Google unveiled details of Google Wallet this week. Google Wallet is an ambitious mobile payment plan designed to let your Android smartphone be your wallet, but you should consider very carefully just how secure your credit card data will be in Google Wallet.
Don't get me wrong, Google understands the inherent security risks of storing credit card information, and it has gone to great lengths to ensure sensitive data is protected in every way possible. But, at the end of the security chain is an "authorized" Android app, and that is the Achilles heel of Google Wallet security.
Consider the whole system, and the steps of the process. On the processing end, you really have nothing to worry about. The NFC technology used by Google is not any different than the wireless signals used in many credit and debit cards, or gas station swipe-to-pay systems now.
I can already tap properly-equipped payment terminals--like those at most McDonald's--to make payments with my Chase Bank debit card, so doing the same thing with my smartphone wouldn't be any less secure per se. On the back end, the processing and storage of my credit card information is still being protected by the PCI-DSS (payment card industry data security standards) rules that govern such things.

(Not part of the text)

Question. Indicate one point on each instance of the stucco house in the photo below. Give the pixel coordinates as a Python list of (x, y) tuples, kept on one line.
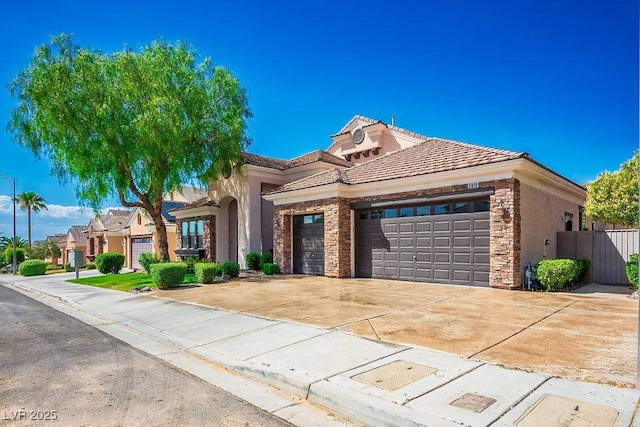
[(104, 233), (76, 239), (383, 201)]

That credit card data is also stored on the Android smartphone. But, Android smartphones equipped for NFC mobile payments have a separate chip to store the sensitive credit card data. The credit card information is encrypted and the chip itself is tamper proof. Seems secure enough, even if a thief has physical possession of the smartphone.

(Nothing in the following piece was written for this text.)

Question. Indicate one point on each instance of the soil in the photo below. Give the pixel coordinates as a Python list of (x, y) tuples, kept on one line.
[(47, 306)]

Then comes the weak link--the Android app. Here too, Google has done its part and developed a system that relies on a PIN from the user to open the app or initiate a transaction using Google Wallet. That alone represents one weak point in the Google Wallet security. Have you seen the kinds of passwords people use because they can't be bothered to remember something more complex? How many Google Wallet PINs will end up being "1111", or "1234", or something equally trivial to guess?
But, even with a strong PIN in place, if there is one Android app that can access the encrypted credit card data and process payments, then it is possible for malicious developers to create other apps, or spoof the Google Wallet app somehow to access that sensitive data as well.

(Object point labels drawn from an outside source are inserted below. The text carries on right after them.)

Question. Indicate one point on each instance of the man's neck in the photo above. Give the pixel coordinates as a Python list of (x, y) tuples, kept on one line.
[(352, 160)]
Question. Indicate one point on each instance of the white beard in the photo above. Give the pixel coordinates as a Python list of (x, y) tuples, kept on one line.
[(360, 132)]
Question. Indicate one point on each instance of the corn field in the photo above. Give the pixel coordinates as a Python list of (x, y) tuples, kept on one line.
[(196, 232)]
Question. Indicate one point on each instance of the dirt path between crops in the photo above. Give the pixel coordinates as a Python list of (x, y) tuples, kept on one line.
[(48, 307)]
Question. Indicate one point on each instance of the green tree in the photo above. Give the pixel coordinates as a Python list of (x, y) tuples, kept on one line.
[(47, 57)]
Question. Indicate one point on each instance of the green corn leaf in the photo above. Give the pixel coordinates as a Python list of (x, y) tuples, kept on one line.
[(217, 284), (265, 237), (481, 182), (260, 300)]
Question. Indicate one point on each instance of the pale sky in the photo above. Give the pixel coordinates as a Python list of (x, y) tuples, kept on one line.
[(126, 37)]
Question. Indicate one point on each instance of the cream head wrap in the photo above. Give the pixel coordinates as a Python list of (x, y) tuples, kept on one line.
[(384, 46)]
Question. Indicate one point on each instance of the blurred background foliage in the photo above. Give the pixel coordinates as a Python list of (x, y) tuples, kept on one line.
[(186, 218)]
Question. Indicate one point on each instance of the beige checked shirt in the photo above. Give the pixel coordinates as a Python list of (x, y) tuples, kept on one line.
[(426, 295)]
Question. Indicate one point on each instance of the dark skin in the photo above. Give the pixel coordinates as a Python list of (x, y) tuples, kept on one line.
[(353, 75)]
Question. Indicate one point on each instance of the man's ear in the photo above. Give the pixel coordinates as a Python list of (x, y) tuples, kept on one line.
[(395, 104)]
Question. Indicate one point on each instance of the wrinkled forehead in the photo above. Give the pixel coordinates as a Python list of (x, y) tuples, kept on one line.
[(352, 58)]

Jimmy Shah, mobile security researcher at McAfee Labs, points out in a blog post that the secure chip that stores the credit card information uses assymetric encryption for authentication--implying that the Google Wallet app contains the key necessary to authenticate and access the data.
Shah says, "The next step would be to create a malicious application that emulates the official Wallet app to fool the "secure element" chip into giving up your credentials. From here, the attacker can collect account information for sale or for attempts at cloning the data to new NFC cards."
On an iPhone this might be less of a concern because of the walled garden approach and the fact that iPhone apps have to get past the Apple gatekeepers first. But, with the "open" environment of Android, and all of the various unofficial Android app marketplaces out there, distributing a malicious app capable of cracking Google Wallet might not be too difficult.
I am not trying to suggest that Google Wallet is completely insecure, or scare you away from using it. I am still looking forward to the day when mobile payments using a smartphone becomes a mainstream method of doing business. But, I do think you need to be aware of the potential security holes in the system so you can exercise an appropriate level of caution when using Google Wallet.